Staying on Schedule in a Move to Windows
November 7, 2013
Yesterday we reported on an airline service provider who's made the move from HP 3000s to Windows .NET systems and architecture. While there's a great advantage in development environment in such a transition -- nothing could be easier to hire than experts in Visual Studio, nee Visual Basic -- companies such as Navitaire have to arrange a new schedule. To be precise, the job handling features of MPE/iX must be replaced, and Windows won't begin to match the 3000's strengths.

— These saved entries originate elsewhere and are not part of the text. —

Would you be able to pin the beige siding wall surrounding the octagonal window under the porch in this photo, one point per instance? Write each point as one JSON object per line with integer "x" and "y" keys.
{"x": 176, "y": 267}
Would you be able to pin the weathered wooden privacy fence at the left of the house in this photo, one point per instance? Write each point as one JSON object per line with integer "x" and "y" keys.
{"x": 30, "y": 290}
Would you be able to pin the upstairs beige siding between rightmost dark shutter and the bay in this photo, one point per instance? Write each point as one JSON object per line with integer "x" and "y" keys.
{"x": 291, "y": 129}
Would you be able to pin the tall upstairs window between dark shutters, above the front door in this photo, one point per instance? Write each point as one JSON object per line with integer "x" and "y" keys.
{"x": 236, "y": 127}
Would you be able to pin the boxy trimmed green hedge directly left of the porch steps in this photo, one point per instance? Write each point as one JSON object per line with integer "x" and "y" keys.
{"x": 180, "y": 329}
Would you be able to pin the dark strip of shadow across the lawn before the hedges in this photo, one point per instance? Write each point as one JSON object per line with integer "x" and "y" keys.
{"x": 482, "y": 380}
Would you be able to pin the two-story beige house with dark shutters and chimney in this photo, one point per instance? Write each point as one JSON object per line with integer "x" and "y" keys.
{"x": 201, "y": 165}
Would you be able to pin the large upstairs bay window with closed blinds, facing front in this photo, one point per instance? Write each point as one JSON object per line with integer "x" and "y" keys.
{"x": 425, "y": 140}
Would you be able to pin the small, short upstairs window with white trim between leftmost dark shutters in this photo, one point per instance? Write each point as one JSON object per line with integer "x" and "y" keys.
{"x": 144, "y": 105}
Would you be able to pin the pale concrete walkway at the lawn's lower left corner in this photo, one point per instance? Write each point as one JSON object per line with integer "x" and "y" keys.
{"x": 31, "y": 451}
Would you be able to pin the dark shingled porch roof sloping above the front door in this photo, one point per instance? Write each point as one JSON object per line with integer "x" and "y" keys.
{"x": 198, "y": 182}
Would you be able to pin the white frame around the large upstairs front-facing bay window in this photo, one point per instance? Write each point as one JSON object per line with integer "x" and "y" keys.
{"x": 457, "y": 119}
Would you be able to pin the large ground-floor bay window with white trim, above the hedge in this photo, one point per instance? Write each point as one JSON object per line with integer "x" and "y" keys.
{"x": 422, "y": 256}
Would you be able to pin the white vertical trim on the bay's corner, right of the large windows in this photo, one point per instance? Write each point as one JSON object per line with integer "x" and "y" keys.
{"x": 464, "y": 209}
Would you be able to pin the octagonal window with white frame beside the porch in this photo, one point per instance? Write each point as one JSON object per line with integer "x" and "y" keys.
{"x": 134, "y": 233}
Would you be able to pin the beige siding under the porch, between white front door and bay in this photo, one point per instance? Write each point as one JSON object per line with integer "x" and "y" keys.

Enter a third party solution, or independent software as we like to call it here in the 21st Century. In 2010 MB Foster built a scheduler for Windows sites, and yesterday we heard a customer from the Windows world size up the MBF Scheduler tool. This was an IT shop where a HP 3000 has never booted up. But NaturMed, a supplier of supplements and health education, is a user of the JDA Direct Commerce (formerly Ecometry-Escalate Retail) software on its Windows servers. The company's never seen an MPE colon prompt, but it needs that level of functionality to manage its jobs.
"We've helped Ecometry with the move of many customers off the 3000 and onto Windows," said CEO Birket Foster. "If senior management has simply decided that Windows was the place to be, we could help automate the business processes -- by managing batch jobs in the regular day and month-end close, as well as handling Ecometry jobs and SQL Server jobs." Automating jobs makes a Windows IT shop manager more productive, like creating another set of hands to help team members out. For a 3000 shop making a transition, something like an independent job handler means they'll be able to stay on schedule with productivity.
"It seems like this is extremely powerful," one Windows shop said of the product after looking it over, "and we could benefit from this."
Job listings, also known as standard lists (STDLISTs), are common to both the 3000 and Windows environment, and the software was built to provide the best of both 3000 and Windows worlds, Foster said. The software's got its own STDLIST reviewer, one that's integrated with a scripting language called MBF-UDAX. Ecometry sites working on HP 3000s usually rely on a tool as advanced as Robelle's Suprtool for job scheduling.
Foster's Scheduler includes filtering buttons in job reports by user, by job name, by status and by subqueue. A recent addition to the product introduced a custom category that managers can use to select or sort jobs. While running thousands of batch jobs a day, some are in distinct categories. Customers like the idea of managing factory floor jobs separately from finance jobs, for example. Managers
Measurement Systems, the manufacturer which runs a dozen HP 3000s in sites across North America, China and Europe, uses the MBF Scheduler. The product manages a complementary farm of MBF Scheduler Windows servers to move jobs among servers throughout Measurement Systems' 3000s. Terry Simpkins there has been devoted to Infor's MANMAN implementations well beyond the vendor's ability to support the application. Like other customers around the community, Simpkins and his team have compared the Scheduler to MPE's mature tools, and favorably. Sites like this don't need a separate Unix or Linux server for job scheduling, which is the usual way to keep Windows IT on schedule.
Windows schedulers serve HP 3000s, but also server Windows-only IT environments where some MPE/iX operations will be headed. At Measurement Specialities, for example, the IT pro who handles scheduling never sees the HP 3000. But enterprise server-born concepts such as job fences are tools which are at his command.